Molo(モロ|Shift C評価良い)は2003年にコペンハーゲンの小さなアパートで始まったブランドだが、現在は世界47カ国に500店舗以上を展開している。

人気の理由はユニークなデザインと揺るぎないポリシー。またサステナビリティへの取り組みも徹底しており、企業としてGOTS(グローバルオーガニックテキスタイルスタンダード)認証を取得し、ほとんどのアイテムにGOTS*、GRS*(グローバルリサイクルスタンダード)、OCS*(オーガニックコンテンツスタンダード)などの認証を取得した素材が使用されている。 →日本に実店舗はまだないが、セレクトショップなどでの取扱いが広がってお離、この春、全国各地の百貨店でのイベントも多数行われる予定だ。

それに先立って渋谷MIYASHITA PARKで開かれたポップアップストアに訪れた、ファウンダー兼CEOのモーンス・イェンセン氏に話を聞いた。

*Ecocert Greenlifeより認証取得(ライセンス番号:197496)

Moloファウンダー&CEO モーンス・イェンセン氏

――Molo(モロ)を始めたきっかけを教えてください

モーンス・イェンセン(以下、イェンセン) モロを始める前、私は大手の小売り会社に勤めていて、約250店舗を束ねる立場にいました。だけど直属のボスと折り合いが悪くてね。ある日そのボスと衝突したらその日のうちに解雇されてしまったんだ。

でも私のクレバーな妻が、「あら、前から自分で事業を始めたいと言っていたじゃない。それが今よ!」と背中を押してくれたんだ。

――子ども服を始めることにしたのはなぜですか?

イェンセン これも私のクレバーな妻のアドバイスだったんだけど(笑)、当時の子ども服業界はとても遅れていて、色はピンクかブルーしかなくてシンプルでクリエイティブではなかったんだ。ここに可能性があるなと思い、友だちから子ども服のデザイナーを紹介してもらってミーティングをして、その翌日から一緒にモロを始めようということになったんだ。

―――いろいろと展開が早かったんですね!

イェンセン 私はせっかちなんですよね。今回ここのポップアップもやると決めてから3週間で準備したんだ。普段からこうしたいと思ったことはすぐにやってみることにしている。
モロを始めた当初から大事にしているのは、子ども目線で服を作ること。大人の上からの目線じゃなくてね。彼らの個性を表現する服でありたいと思っている。

あと、Buy better, Buy less.
良いものをより少なく買うという賢い選択肢ができるような服を作ること。
たくさんではなく、量を減らすことができるようにするのが、我々の責任だと思っています。
ヨーロッパだとちゃんとした服ならば、着られなくなったら古着屋などで売れるから、長い目で見れば高くないという考え方やスタイルが定着していますね。
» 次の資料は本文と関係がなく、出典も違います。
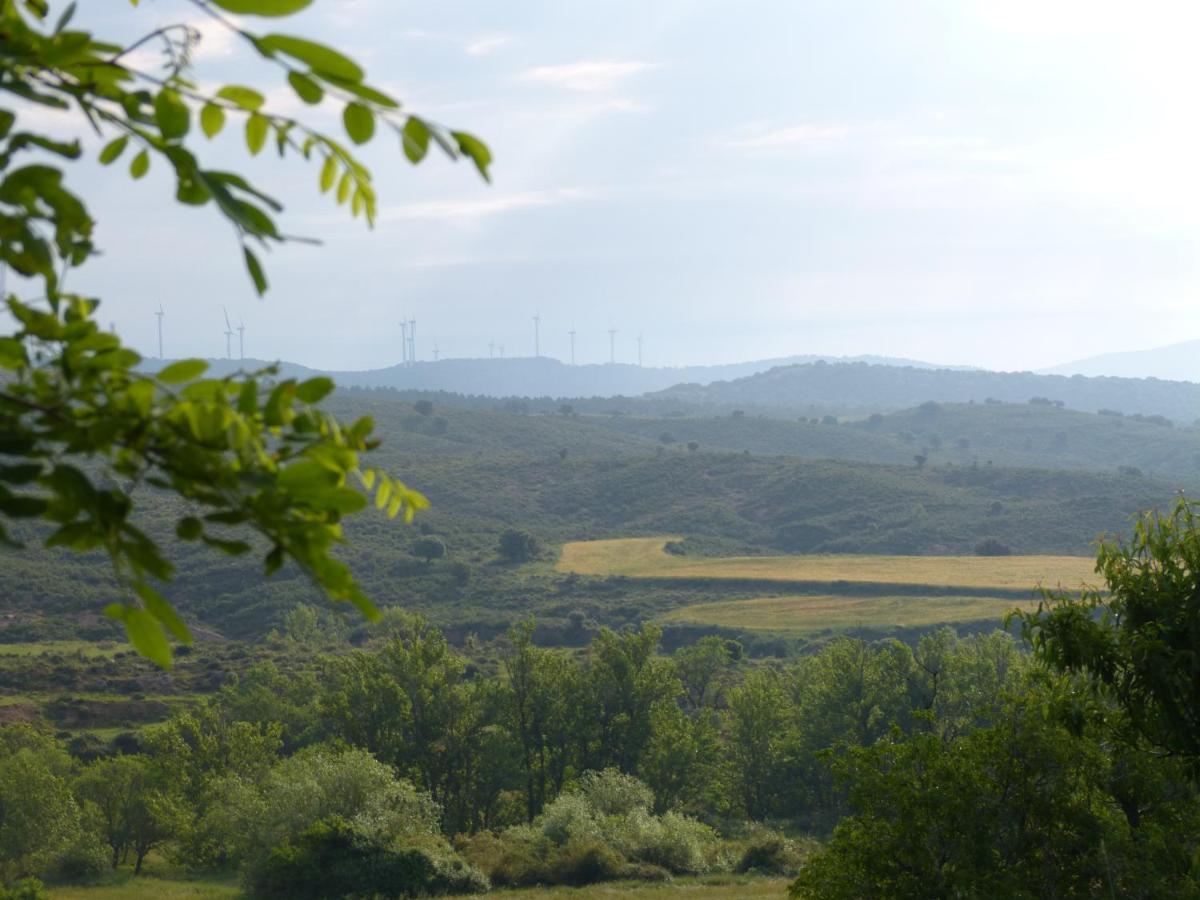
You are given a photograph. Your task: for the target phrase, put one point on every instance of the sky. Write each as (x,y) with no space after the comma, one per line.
(1009,185)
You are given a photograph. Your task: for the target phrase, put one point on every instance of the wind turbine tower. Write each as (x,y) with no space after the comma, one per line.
(228,335)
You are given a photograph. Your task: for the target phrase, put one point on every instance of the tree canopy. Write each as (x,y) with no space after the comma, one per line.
(82,430)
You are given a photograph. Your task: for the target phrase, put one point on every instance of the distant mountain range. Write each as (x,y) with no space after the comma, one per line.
(1175,363)
(543,377)
(855,387)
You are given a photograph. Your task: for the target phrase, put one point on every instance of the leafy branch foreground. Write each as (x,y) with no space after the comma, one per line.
(81,430)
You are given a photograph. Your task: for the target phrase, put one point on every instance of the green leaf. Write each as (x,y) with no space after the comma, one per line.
(141,165)
(267,9)
(256,270)
(246,97)
(211,120)
(144,633)
(172,114)
(319,58)
(472,147)
(113,149)
(257,127)
(315,389)
(415,139)
(305,88)
(328,173)
(183,371)
(359,123)
(189,528)
(157,606)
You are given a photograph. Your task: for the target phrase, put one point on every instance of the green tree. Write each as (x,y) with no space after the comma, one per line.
(1137,641)
(82,427)
(761,742)
(429,549)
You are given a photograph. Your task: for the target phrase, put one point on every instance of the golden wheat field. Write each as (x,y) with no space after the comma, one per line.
(838,613)
(646,558)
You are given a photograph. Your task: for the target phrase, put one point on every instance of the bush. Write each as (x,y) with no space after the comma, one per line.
(519,546)
(334,859)
(993,547)
(768,853)
(613,793)
(587,864)
(24,889)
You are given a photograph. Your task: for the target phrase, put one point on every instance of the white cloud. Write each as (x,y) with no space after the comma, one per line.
(467,211)
(797,137)
(486,45)
(587,76)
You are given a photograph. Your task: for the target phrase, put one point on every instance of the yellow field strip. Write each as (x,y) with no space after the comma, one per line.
(646,558)
(817,613)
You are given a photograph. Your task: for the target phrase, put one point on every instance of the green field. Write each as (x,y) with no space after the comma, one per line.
(646,558)
(708,888)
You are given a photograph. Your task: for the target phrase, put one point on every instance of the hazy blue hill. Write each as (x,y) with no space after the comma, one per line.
(537,377)
(1177,361)
(888,388)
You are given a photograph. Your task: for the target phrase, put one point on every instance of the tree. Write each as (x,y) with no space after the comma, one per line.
(1135,642)
(39,817)
(430,547)
(82,427)
(519,546)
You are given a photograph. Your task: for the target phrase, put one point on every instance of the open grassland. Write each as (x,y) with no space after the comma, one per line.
(90,649)
(705,888)
(646,558)
(148,887)
(805,615)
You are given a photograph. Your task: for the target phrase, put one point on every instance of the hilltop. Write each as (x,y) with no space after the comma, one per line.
(870,389)
(538,376)
(1176,361)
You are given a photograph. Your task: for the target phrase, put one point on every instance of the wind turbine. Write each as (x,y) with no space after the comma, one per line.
(228,335)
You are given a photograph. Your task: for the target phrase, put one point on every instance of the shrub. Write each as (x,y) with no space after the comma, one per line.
(335,859)
(993,547)
(768,853)
(587,864)
(613,793)
(519,546)
(24,889)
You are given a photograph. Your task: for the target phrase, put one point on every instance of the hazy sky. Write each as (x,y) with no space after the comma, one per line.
(1008,184)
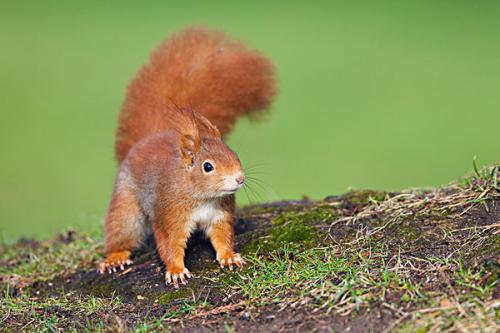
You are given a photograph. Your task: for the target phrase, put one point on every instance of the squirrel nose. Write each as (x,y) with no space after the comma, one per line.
(240,179)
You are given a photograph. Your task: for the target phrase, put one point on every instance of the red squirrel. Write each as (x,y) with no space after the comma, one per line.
(176,174)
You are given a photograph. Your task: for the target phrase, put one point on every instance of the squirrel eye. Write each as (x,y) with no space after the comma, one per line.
(208,167)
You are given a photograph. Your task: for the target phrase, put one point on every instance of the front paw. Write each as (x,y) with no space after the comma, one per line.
(173,276)
(114,261)
(230,259)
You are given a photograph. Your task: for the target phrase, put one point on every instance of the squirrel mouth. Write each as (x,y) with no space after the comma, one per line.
(230,191)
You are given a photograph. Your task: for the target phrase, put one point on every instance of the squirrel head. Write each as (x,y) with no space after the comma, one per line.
(214,169)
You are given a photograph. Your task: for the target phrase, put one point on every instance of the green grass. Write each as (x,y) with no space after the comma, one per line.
(386,95)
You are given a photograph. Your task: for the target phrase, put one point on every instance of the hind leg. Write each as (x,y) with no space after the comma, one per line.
(124,229)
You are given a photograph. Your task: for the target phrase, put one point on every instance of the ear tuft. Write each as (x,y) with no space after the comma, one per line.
(190,145)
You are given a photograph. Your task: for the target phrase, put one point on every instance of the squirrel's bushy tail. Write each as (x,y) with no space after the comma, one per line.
(199,69)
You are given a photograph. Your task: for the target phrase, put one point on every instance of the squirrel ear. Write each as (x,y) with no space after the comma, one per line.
(188,148)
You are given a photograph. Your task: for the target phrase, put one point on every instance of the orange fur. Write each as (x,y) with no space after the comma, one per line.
(175,114)
(200,69)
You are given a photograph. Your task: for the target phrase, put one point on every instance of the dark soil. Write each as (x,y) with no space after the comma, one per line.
(421,225)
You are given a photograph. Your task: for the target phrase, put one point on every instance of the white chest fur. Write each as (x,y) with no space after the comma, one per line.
(205,215)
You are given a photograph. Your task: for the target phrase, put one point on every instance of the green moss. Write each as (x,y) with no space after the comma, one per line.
(100,289)
(364,196)
(170,296)
(295,229)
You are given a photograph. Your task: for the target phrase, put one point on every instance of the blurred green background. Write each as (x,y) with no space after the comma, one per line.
(375,94)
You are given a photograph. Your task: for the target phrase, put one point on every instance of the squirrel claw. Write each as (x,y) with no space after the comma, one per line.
(173,278)
(113,262)
(231,261)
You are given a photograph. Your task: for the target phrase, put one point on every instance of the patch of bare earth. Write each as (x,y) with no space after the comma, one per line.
(364,261)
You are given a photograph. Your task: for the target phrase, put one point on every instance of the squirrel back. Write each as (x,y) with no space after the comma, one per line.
(196,69)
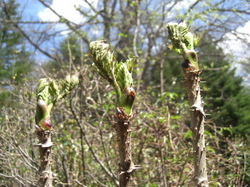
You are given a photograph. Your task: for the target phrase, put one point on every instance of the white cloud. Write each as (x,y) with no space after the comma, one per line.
(67,9)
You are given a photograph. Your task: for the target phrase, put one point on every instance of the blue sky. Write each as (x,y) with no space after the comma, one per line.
(33,10)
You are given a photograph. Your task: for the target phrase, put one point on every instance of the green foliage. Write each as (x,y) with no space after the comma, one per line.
(49,92)
(118,74)
(183,42)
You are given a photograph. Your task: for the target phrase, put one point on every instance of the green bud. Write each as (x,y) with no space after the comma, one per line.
(183,42)
(118,74)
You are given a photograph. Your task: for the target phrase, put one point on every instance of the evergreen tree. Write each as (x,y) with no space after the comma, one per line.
(226,99)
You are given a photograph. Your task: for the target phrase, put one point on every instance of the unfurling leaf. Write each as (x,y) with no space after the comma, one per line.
(118,74)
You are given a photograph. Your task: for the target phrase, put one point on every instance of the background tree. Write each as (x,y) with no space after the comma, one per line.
(134,28)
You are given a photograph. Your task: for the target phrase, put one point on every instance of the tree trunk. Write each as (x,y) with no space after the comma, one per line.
(197,126)
(45,144)
(123,129)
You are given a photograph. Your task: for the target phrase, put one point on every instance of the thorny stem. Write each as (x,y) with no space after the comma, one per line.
(119,75)
(184,42)
(49,92)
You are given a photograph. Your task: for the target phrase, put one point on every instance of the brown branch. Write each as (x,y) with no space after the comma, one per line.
(90,147)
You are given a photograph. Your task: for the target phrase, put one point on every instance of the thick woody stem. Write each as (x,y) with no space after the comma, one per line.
(122,127)
(45,178)
(197,126)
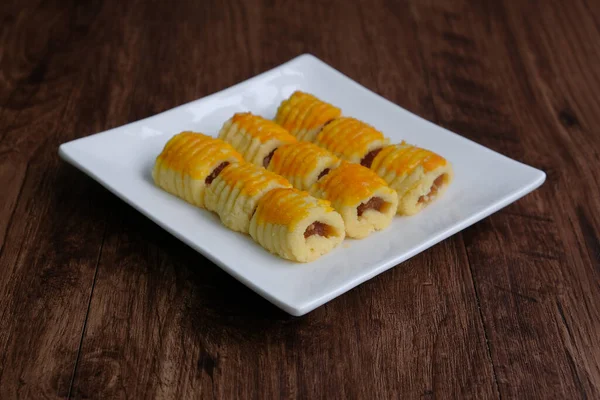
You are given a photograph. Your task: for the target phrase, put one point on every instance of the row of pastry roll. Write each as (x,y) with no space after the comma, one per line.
(211,174)
(417,175)
(362,198)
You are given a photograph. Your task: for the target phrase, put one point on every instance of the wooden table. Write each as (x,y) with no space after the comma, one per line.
(96,301)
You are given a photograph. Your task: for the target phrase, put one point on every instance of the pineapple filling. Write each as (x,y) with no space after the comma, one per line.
(375,203)
(437,184)
(215,173)
(318,228)
(369,157)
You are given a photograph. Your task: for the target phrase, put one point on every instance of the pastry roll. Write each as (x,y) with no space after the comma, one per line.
(235,193)
(352,140)
(419,176)
(361,197)
(254,137)
(304,115)
(302,163)
(295,225)
(190,162)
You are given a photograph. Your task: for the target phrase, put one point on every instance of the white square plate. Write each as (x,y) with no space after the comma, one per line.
(121,159)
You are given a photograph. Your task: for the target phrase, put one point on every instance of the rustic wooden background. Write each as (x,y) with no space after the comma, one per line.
(98,302)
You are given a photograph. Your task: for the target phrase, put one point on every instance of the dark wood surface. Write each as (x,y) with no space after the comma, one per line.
(98,302)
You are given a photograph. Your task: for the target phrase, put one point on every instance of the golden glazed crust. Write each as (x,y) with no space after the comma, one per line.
(284,224)
(419,176)
(303,115)
(350,139)
(302,163)
(362,198)
(189,162)
(235,193)
(254,137)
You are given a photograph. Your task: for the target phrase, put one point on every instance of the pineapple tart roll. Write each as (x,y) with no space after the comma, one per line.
(235,193)
(190,162)
(294,225)
(352,140)
(256,138)
(304,115)
(363,199)
(419,176)
(302,163)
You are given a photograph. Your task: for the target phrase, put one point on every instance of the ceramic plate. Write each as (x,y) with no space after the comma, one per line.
(121,159)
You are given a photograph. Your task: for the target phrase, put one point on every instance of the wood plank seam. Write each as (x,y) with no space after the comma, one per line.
(572,364)
(483,324)
(10,219)
(85,319)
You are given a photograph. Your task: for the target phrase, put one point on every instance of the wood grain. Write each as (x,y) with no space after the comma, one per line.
(98,302)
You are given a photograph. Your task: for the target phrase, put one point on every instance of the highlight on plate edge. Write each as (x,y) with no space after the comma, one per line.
(300,184)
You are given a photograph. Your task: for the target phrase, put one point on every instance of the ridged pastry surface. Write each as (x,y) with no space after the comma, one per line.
(303,115)
(235,193)
(188,161)
(350,139)
(419,176)
(302,163)
(254,137)
(362,198)
(284,223)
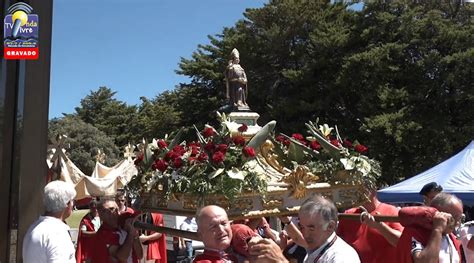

自然に対して良いことをすれば、それは自分たちに戻ってくる

―――ブランドを始めた頃、デンマークでは既にサステナビリティに関する機運は高まっていたのですか?

イェンセン 23年も前なので、人々はそこまで考えていなかったと思いますね。
私は牧場で生まれ育ったので、自然に対してリスペクトを持っています。自然に対して良いことをすれば、それは戻ってくると分かっているので、そう努めようと思っている。この産業が地球を汚さないようにしたいです。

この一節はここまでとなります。